There is no required text for this class.
Requirements
Contribution to the Warmup
At two or three intervals during the semester, each student will contribute movement to the warmup sequence of the class. The contribution could involve any of the following:
-
Focusing Sequence
Movements designed to aid in relaxation, breath control, and careful focus of energy into specific body parts. -
Stretching Sequence
Movements designed to stretch particular body parts such as spine, neck, and legs. -
Strengthening Sequence
Movements designed to strengthen particular muscle groups, such as those in the arms, abdomen, and legs. -
Balancing Sequence
Movements designed to challenge sustained mastery of balance.
Compositions
Each student will present four composition fragments over the course of the semester. The first will be performed in silence; the second with minimal rhythmic accompaniment; the third with music of the choreographer’s choice; the fourth with music composed in collaboration with Akili Jamal Haynes, course musician. The first fragment will deal with the concept of time; the second with the concept of weight; the third with the concept of space; and the fourth will offer a synthesis of work from the entire semester.
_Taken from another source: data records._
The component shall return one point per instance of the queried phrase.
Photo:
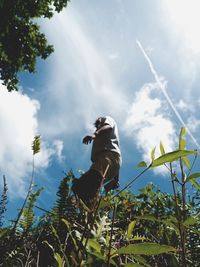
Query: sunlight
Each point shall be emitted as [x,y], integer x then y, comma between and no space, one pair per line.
[186,20]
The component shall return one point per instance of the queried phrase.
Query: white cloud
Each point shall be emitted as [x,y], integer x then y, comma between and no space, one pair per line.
[148,123]
[82,87]
[19,125]
[193,123]
[184,106]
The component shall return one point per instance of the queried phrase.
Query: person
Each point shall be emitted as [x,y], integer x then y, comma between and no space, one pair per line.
[106,160]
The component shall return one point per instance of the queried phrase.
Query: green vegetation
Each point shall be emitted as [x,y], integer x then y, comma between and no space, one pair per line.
[21,41]
[151,228]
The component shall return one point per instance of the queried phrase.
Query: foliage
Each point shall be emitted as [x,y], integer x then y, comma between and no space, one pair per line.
[151,228]
[21,41]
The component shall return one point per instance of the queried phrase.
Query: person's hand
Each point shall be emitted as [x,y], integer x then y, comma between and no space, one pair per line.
[88,139]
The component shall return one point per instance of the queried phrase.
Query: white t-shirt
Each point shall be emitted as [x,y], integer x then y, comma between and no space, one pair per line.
[108,141]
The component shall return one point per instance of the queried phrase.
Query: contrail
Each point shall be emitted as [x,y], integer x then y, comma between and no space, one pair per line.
[162,87]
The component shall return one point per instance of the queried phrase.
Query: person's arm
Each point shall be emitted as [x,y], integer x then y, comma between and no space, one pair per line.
[88,138]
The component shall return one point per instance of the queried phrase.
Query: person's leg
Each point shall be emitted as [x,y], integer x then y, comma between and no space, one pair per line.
[86,187]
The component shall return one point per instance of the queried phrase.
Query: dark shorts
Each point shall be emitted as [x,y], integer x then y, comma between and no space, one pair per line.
[107,163]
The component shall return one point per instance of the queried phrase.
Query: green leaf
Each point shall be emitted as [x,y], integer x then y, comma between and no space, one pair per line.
[49,245]
[186,162]
[171,156]
[66,223]
[190,221]
[36,144]
[131,264]
[182,142]
[130,229]
[195,183]
[141,260]
[142,164]
[145,249]
[162,150]
[153,154]
[95,245]
[58,258]
[193,176]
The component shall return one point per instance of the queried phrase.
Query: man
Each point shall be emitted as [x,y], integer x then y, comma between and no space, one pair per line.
[105,157]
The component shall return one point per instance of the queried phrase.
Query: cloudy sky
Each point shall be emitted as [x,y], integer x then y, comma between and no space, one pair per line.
[137,61]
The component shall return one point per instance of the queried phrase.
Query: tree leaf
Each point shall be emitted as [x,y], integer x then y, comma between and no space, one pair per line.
[182,141]
[58,258]
[95,245]
[162,150]
[171,156]
[190,221]
[145,249]
[153,154]
[141,260]
[130,229]
[186,161]
[193,176]
[132,264]
[36,144]
[195,183]
[142,164]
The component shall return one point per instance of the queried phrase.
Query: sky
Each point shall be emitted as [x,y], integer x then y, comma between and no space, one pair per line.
[137,61]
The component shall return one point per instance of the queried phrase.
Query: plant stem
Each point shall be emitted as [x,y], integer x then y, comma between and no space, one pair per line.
[111,234]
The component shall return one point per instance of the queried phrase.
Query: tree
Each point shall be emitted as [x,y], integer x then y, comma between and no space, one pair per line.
[21,41]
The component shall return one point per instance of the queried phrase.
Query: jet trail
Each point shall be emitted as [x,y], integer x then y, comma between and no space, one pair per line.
[162,87]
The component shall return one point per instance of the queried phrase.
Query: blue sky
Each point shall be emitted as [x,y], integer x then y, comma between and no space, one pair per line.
[98,68]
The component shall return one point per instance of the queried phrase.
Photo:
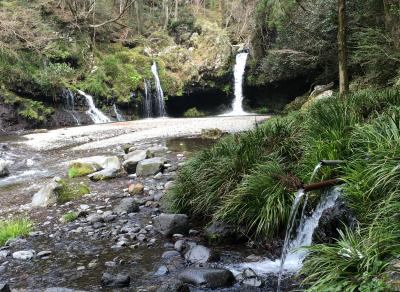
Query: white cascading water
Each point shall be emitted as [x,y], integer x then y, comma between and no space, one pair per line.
[70,104]
[94,113]
[119,116]
[239,70]
[159,102]
[292,254]
[147,102]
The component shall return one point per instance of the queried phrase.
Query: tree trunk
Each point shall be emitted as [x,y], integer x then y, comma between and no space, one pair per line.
[342,50]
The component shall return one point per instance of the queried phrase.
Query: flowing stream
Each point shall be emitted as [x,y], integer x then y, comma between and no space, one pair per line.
[159,101]
[94,113]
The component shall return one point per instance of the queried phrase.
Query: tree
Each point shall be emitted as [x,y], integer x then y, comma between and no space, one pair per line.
[342,50]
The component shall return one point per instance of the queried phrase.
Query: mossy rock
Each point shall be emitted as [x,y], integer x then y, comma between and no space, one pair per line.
[78,169]
[68,191]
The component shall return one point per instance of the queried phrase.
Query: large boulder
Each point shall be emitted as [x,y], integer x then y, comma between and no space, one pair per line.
[132,159]
[208,278]
[47,195]
[332,220]
[149,166]
[4,168]
[170,224]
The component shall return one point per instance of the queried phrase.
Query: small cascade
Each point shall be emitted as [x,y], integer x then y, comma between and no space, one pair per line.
[69,101]
[118,114]
[94,113]
[159,101]
[239,70]
[147,102]
[292,255]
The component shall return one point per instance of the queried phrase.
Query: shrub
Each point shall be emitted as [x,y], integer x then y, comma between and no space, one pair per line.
[14,228]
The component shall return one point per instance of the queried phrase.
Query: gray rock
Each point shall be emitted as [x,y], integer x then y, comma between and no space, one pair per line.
[149,166]
[4,287]
[127,205]
[47,195]
[4,168]
[169,224]
[209,278]
[200,254]
[132,159]
[105,174]
[115,281]
[23,255]
[156,151]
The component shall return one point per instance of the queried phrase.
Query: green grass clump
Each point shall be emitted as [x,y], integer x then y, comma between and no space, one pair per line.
[10,229]
[80,169]
[70,216]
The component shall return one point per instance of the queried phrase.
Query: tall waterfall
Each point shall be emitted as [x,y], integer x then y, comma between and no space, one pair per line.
[159,101]
[292,256]
[118,114]
[94,113]
[69,99]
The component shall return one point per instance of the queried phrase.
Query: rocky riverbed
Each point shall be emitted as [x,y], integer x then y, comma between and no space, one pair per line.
[122,237]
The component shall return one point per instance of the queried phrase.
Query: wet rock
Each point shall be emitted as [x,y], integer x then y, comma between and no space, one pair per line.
[206,277]
[200,254]
[161,271]
[23,255]
[4,171]
[115,281]
[156,151]
[127,205]
[132,159]
[149,166]
[4,287]
[47,195]
[169,224]
[135,189]
[333,220]
[105,174]
[220,232]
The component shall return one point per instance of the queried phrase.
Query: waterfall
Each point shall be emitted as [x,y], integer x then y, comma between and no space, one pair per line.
[119,116]
[159,101]
[238,70]
[147,102]
[69,98]
[292,255]
[94,113]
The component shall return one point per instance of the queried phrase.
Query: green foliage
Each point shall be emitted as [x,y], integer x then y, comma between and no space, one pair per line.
[193,113]
[70,216]
[14,228]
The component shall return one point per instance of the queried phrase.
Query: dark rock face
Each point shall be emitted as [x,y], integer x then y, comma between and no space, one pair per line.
[332,220]
[115,281]
[170,224]
[209,278]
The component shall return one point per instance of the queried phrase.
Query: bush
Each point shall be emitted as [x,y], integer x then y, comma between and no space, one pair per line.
[14,228]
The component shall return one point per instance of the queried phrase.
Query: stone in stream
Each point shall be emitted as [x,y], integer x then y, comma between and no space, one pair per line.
[200,254]
[47,195]
[170,224]
[132,159]
[4,287]
[105,174]
[127,205]
[24,255]
[4,168]
[207,277]
[115,281]
[149,166]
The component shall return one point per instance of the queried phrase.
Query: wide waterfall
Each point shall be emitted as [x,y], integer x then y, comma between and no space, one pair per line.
[159,101]
[292,255]
[118,114]
[239,70]
[69,101]
[94,113]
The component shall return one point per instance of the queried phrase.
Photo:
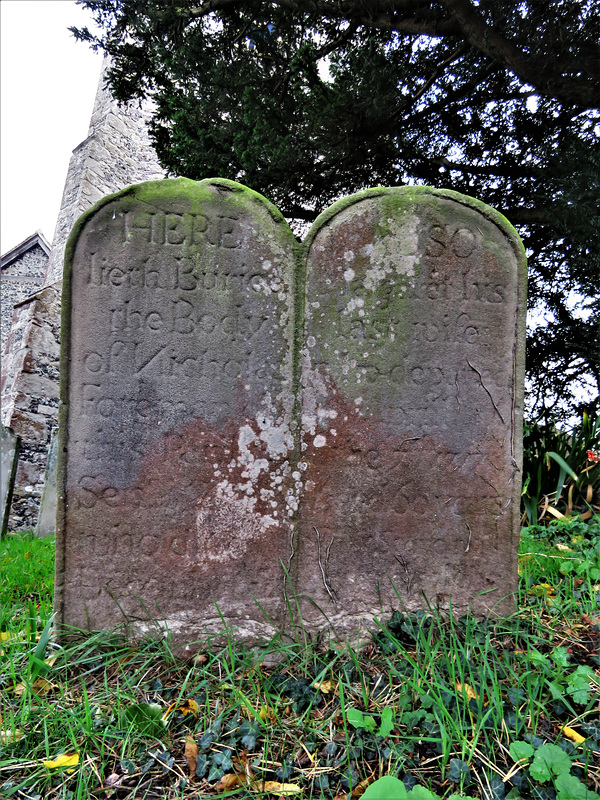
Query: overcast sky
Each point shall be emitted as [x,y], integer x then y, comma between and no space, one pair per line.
[48,85]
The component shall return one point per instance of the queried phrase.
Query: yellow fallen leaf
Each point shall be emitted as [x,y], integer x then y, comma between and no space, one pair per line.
[191,754]
[63,761]
[573,735]
[323,686]
[274,787]
[187,707]
[8,736]
[467,690]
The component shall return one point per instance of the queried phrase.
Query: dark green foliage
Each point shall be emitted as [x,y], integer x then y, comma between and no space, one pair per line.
[307,101]
[560,473]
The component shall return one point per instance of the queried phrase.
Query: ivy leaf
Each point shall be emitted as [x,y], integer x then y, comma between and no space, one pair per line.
[549,760]
[519,750]
[560,656]
[387,788]
[360,720]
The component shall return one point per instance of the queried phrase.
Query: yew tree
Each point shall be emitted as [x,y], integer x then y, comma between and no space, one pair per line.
[309,100]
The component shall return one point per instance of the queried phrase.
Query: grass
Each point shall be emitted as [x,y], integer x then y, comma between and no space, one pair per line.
[488,709]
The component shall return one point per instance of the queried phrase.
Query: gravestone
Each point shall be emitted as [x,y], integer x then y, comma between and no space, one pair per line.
[243,417]
[176,420]
[46,524]
[412,376]
[9,457]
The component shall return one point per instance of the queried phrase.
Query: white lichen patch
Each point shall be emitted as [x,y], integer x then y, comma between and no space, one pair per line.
[228,524]
[399,252]
[355,302]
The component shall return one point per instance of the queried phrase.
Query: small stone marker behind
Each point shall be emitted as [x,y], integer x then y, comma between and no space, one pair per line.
[176,411]
[242,417]
[46,524]
[9,458]
[412,380]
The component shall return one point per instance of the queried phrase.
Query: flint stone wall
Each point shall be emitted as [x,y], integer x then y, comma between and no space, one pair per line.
[243,416]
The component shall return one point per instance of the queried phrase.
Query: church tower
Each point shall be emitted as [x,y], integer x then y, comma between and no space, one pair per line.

Written Documentation - Journal
Each student will keep a journal of her explorations in the class. The journal may include choreographic notes, drawings, literary ideas, or technical exercises. But it must include the following:
-
A periodic “check in” with your body, as in what feels how, when, and possibly why. This discussion should take the form of a series of questions and statements, as in “my back felt very tight this morning, no doubt because of my 8.01 exam. How can I articulate the space between my vertebrae as I sit in that overcrowded classroom?” Or, “Walking down the Infinite Corridor today, I noticed that my hands were stretching and contracting in rhythm with my steps. What if I made a phrase out of only my hand movements?”
-
The longhand literary descriptions of your choreographic plans. The texts (poems, statements, drawings, newspaper articles) that inspire and inform your compositions.
-
Your own assessment of your dances. What sections were you satisfied with? Why? Which sections would you like to continue working on? Why?
-
The journal will be collected three times during the semester, after your showing of each short composition.
Grading
Grading will be determined by an assessment of class participation, the extent to which exercises are fully explored, and the achievement of self-imposed challenges set out for each student. There will be at least one performance event: an informal end-of-term showing of material.